3D printing increases return on investment by reducing the cost of a jig or fixture. Typically, companies realise savings of 70% to 90% when compared to outsourced fixtures that are machined or fabricated. Thogus saved 87% on its 12-cavity fixture.

“The machine shop wanted $1,500 for the fixture,” says Williams. “I made it for less than $200 in materials.”

Better designs, better performance

3D printing also optimises tool performance. Previously, designs for jigs and fixtures rarely improved past what was sufficient to do the job. Due to the expense and effort to redesign and remanufacture them, only malfunctioning tools received revisions. This “good enough” thought process may have added a few seconds to an operation or increased the scrap rate by a small percentage, but the savings might not have warranted further investment in the tool.

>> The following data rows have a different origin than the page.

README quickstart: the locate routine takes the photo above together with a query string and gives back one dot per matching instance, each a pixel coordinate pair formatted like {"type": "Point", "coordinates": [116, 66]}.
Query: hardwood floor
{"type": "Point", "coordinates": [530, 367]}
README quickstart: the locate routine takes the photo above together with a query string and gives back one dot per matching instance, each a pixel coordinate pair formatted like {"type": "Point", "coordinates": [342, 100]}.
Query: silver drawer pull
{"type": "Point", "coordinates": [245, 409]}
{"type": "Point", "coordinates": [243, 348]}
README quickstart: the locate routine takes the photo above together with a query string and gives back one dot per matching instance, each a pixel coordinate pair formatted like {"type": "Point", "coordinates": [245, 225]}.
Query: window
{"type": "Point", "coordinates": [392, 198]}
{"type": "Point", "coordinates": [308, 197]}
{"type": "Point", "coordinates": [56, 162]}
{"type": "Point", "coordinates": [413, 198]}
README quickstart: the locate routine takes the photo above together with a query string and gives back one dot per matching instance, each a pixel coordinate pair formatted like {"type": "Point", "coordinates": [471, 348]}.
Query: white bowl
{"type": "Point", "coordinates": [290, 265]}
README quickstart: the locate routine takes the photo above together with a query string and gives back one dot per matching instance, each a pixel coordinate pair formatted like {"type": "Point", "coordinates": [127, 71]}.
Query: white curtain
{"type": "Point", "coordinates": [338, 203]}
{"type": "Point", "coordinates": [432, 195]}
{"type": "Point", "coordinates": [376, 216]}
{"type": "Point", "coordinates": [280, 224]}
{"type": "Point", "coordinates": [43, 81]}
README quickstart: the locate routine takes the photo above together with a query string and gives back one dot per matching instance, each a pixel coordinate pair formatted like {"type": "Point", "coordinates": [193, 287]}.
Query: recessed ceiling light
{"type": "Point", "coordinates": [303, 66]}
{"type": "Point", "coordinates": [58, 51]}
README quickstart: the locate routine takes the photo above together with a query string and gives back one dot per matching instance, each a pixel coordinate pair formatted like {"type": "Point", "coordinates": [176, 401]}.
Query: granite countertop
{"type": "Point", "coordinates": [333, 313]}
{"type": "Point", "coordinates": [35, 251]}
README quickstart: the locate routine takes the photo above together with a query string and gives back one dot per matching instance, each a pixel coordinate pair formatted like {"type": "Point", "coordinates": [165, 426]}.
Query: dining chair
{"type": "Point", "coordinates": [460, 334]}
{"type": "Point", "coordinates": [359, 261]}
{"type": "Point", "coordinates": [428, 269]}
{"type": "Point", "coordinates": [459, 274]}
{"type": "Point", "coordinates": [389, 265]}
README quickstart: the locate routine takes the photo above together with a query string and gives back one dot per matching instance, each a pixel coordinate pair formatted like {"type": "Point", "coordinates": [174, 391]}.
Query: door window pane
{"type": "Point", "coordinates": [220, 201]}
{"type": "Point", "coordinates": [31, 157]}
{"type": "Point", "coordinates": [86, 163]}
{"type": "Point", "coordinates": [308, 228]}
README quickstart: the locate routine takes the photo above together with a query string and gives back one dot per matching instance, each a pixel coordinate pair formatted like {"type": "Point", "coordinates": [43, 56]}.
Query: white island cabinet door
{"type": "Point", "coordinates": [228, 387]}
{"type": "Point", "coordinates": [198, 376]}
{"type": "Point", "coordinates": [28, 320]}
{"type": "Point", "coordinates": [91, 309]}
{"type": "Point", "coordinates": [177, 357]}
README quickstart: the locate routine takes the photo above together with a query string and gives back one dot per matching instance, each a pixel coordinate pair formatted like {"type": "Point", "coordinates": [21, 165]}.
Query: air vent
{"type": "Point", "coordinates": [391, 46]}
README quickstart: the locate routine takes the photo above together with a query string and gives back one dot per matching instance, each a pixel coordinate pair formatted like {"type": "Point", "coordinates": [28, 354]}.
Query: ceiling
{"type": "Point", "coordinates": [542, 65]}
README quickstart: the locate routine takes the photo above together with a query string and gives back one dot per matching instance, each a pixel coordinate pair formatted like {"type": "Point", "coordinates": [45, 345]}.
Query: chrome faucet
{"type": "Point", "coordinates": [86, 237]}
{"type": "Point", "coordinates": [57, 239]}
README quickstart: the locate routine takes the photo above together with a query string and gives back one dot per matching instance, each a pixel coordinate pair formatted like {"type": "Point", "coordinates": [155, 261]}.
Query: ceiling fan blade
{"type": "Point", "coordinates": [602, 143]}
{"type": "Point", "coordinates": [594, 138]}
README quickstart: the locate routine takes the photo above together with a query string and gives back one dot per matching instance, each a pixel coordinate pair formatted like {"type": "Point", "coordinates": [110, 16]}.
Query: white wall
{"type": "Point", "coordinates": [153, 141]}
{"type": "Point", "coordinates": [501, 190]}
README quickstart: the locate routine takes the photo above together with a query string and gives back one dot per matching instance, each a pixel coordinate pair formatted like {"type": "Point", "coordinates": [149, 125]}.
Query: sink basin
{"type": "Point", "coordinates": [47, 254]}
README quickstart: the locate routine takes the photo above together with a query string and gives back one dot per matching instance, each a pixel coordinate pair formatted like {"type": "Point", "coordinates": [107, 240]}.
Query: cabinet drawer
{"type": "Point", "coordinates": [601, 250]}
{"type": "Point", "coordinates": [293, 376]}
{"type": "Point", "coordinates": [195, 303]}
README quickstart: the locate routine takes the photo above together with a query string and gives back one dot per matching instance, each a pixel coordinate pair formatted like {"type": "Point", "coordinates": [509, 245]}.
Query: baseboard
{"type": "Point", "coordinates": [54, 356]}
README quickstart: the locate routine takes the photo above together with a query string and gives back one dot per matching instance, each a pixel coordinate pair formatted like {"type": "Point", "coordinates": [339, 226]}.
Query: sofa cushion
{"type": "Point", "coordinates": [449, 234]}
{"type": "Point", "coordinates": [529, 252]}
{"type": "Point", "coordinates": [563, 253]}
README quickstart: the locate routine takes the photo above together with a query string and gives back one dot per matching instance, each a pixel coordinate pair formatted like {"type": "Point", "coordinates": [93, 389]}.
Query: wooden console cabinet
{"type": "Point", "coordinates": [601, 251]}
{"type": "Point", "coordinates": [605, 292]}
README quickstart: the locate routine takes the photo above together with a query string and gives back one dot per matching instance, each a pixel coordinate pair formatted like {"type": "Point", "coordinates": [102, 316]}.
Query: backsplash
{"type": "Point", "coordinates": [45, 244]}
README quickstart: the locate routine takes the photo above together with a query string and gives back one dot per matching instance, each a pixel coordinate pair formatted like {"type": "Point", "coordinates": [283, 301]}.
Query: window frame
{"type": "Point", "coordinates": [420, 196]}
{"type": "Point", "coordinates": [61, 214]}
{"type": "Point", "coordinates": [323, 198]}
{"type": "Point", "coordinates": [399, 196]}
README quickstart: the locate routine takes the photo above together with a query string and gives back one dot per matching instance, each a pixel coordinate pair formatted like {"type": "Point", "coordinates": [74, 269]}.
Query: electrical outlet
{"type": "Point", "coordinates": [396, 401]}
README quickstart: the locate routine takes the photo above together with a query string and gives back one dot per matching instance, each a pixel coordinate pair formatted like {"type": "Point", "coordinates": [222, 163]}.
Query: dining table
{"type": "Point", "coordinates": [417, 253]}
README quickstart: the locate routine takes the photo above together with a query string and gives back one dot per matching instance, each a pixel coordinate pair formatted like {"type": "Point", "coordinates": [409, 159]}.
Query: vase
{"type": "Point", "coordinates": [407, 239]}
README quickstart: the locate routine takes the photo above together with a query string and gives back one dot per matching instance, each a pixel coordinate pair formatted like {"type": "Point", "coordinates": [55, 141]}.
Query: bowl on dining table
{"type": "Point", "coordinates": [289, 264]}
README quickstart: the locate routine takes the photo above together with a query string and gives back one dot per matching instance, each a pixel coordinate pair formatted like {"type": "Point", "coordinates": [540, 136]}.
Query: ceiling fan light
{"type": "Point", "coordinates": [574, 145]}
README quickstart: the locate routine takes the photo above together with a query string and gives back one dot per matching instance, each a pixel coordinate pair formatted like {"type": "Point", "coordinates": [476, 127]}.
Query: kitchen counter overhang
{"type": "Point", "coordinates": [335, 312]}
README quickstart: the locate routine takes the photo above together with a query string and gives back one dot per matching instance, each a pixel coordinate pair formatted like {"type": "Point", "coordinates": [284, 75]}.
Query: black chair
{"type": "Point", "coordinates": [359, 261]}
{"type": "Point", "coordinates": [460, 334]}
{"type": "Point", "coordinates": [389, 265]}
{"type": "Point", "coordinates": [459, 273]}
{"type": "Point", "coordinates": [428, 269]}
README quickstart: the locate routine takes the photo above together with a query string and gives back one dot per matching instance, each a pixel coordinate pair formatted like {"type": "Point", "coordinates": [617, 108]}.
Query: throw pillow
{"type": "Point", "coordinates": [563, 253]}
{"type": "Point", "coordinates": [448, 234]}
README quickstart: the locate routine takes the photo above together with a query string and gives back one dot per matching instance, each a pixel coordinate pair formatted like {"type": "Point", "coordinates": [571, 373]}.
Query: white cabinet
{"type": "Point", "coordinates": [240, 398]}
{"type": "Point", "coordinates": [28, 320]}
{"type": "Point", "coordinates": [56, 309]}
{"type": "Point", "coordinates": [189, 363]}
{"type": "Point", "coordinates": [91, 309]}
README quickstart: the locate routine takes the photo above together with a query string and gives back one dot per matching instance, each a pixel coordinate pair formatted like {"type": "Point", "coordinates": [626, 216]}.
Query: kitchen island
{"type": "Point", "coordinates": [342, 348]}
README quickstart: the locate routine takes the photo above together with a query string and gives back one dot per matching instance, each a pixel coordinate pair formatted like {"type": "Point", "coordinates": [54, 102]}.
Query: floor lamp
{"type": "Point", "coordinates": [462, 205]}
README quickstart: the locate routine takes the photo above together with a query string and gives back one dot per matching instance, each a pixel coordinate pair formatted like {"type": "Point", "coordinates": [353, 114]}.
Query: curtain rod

3D printing changes that thinking. The cost is so low, it can deliver the next-generation manufacturing tool in time to have it in service the next day. A simple tool like this requires only a little time and initiative to redesign. While a redesign may only drive out a few seconds from an assembly operation, that time adds up. If the fixture is used to make 500 items per day per worker, a two-second savings reduces direct labour by 70 hours per person per year. For the same part, a one percent reduction in scrap would save 1,250 parts per year. The bottom line: more jigs and fixtures with optimised designs in service mean more money to your company’s bottom line.

Print on demand

Stop thinking of your jigs, fixtures and other manufacturing tools as assets. Instead, think of them as expenses, and disposable. As assets, jigs and fixtures are stored (inventoried) between uses. They remain in inventory until the product line is retired or they are worn beyond repair. With the time, cost and effort of making manufacturing tools through conventional methods, they are too valuable to be discarded.

This approach carries many indirect costs, however. There is cost for the shelf space (warehousing expense), cost to manage and track the inventory, and cost to locate a jig or fixture when needed. For sporadically used tools, these costs can be quite significant.

The opposite can be true with 3D printing. Often, it takes more resources to inventory jigs and fixtures than it does to remake them. So, companies adopt a management approach called digital warehousing where only the digital file is carried in inventory. It may seem unthinkable to scrap a perfectly good manufacturing tool, but for those with infrequent use, this approach reduces cost and labour.

Now companies make a fixture when it’s needed, and then digitally warehouse its design for future uses. This print-on demand approach is also handy when a replacement is needed for a broken manufacturing tool or duplicates are needed for increased production to meet an unexpected surge in sales.

Additionally, parts-on-demand providers deliver a simple, low-cost, service-assisted method of starting for new adopters of 3D printing. These providers bring expertise, flexibility and finishing services that accelerate results. Organisations with internal systems that experience capacity constraints, or projects that require special materials, benefit from 3D printed parts on demand as well.

3D printing can lead to big changes that maximise profits by driving out every wasted second and penny from the manufacturing process. Rather than replacing traditional manufacturing methods, it should be viewed as a complementary technology that adds value and opens new possibilities. Savings on the manufacturing floor and in jig and fixture production will be substantial.

If you have a 3D CAD file and access to a 3D printing system, you are ready to start fabricating manufacturing tools with as little as 15 minutes of hands-on labour. Combine the simplicity with typical time and cost reductions of 40% to 90%, and you will understand why 3D printing spurs companies to make more jigs, fixtures and other manufacturing tools than ever before. Perhaps most importantly, starting now with jigs and fixtures and other tools puts you and your manufacturing team on the path to rethinking your production process and even business model.